My life changed when UNRWA offered my father a teaching job with a monthly salary of $400. Because of that job, my father was able to send me to Al-Azhar University in Gaza City. I had the choice to study anything I wanted, and I chose English language because I wanted to be able to communicate with people around the world. Upon graduation, I joined 1,800 other Palestinians in applying for an UNRWA job program and was one of just 110 to be accepted.

 Mohammed speaking at a Rotary meeting in the US in 2017. He is in the US studying for his master's degree through a Rotary Fellowship. 

Mohammed speaking at a Rotary meeting in the US in 2017. He is in the US studying for his master's degree through a Rotary Fellowship. 

[UNRWA USA]: During the 2014 Israeli military assault in Gaza, you went from receiving UNRWA food assistance to being one of those delivering it. Can you tell us about that experience?

[Mohammed]: During the 2014 Israel military assault on Gaza, I joined UNRWA’s emergency response program. Our role was to evacuate civilians from the bombed areas and host them at refugee shelters run by UNRWA. We also provided emergency assistance to fellow refugees who were targeted by the random aerial bombings. Victims were civilians of all ages, and the bombing was indiscriminate. We even lost many UNRWA staff members while on duty. 

[UNRWA USA]: That's really tragic, and we're so sorry to hear of all you've been through. Can you share with us how this experience shaped your current educational and professional aspirations?

[Mohammed]: After the assault ended, UNRWA invited many international experts to provide training courses and workshops to develop the staff response skills during the rise of conflict in Palestine. One of the international trainers admired my dedication and hard work and advised me to apply for a graduate fellowship he was familiar with in the United States. He promised to write a letter of recommendation on my behalf. I received that fellowship. Today I live in North Carolina where I am studying Global Studies and International Development through a joint program at the University of North Carolina and Duke University.

My goal is to learn how to improve emergency response efforts for victims around the world. When I look in the mirror, I still see that same unkempt little boy from the camps I was growing up, I cannot forget that I made it so far due to the support of UNRWA humanitarian assistance. Today I’m here to carry on this mission, to research and study new ways to help and support crisis victims, to help bring their sufferings' to an end.

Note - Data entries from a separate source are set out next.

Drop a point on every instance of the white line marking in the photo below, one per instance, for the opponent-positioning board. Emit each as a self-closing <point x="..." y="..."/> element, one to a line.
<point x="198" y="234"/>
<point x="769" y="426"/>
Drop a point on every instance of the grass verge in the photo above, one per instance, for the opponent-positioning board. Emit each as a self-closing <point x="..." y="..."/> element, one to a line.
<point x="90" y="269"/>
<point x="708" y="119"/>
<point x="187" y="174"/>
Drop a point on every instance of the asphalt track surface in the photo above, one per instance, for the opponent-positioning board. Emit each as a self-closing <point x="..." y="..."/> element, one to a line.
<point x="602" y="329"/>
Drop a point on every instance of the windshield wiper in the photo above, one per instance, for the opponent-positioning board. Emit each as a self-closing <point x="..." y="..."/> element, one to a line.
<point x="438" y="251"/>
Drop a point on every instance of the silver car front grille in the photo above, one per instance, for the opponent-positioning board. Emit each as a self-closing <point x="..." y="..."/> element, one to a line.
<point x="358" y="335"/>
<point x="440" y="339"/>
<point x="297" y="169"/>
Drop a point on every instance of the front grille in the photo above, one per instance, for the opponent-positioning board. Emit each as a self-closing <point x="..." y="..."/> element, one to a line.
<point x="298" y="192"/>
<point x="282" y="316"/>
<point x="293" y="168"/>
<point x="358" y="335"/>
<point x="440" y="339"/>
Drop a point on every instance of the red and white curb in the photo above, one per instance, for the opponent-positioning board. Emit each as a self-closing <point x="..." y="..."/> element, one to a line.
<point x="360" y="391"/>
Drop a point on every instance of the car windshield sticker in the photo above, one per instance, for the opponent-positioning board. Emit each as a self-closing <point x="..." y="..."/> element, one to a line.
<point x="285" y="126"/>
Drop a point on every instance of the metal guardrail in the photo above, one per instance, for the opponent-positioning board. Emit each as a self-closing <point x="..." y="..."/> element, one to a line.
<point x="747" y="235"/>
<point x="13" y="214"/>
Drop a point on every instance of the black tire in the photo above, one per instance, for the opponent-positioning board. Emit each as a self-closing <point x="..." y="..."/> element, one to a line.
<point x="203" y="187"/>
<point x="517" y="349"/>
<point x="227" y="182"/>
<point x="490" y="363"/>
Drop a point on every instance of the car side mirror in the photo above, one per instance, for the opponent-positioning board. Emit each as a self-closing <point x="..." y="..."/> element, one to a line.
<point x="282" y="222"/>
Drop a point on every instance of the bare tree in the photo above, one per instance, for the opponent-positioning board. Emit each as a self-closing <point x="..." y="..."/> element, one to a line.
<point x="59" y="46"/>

[UNRWA USA]: As someone who is well versed with UNRWA's work, what is your message to Americans who do not have a sense of its impact and role in your life and the life of the average Palestine refugee in Gaza?

[Mohammed]: I’m proud to have the chance to work with UNRWA, the largest humanitarian platform in the Middle East. If it wasn’t for UNRWA, children and women would starve to death. Young men would lose hope and get caught in a vicious circle of violence. A whole generation would grow up without proper education. For all of those, UNRWA is the only hope in that part of the world.


 Mohammed receiving a certificate of gratitude by Bo Schack, Director of UNRWA operations in Gaza Strip, due to his contributions to the agency.

Mohammed receiving a certificate of gratitude by Bo Schack, Director of UNRWA operations in Gaza Strip, due to his contributions to the agency.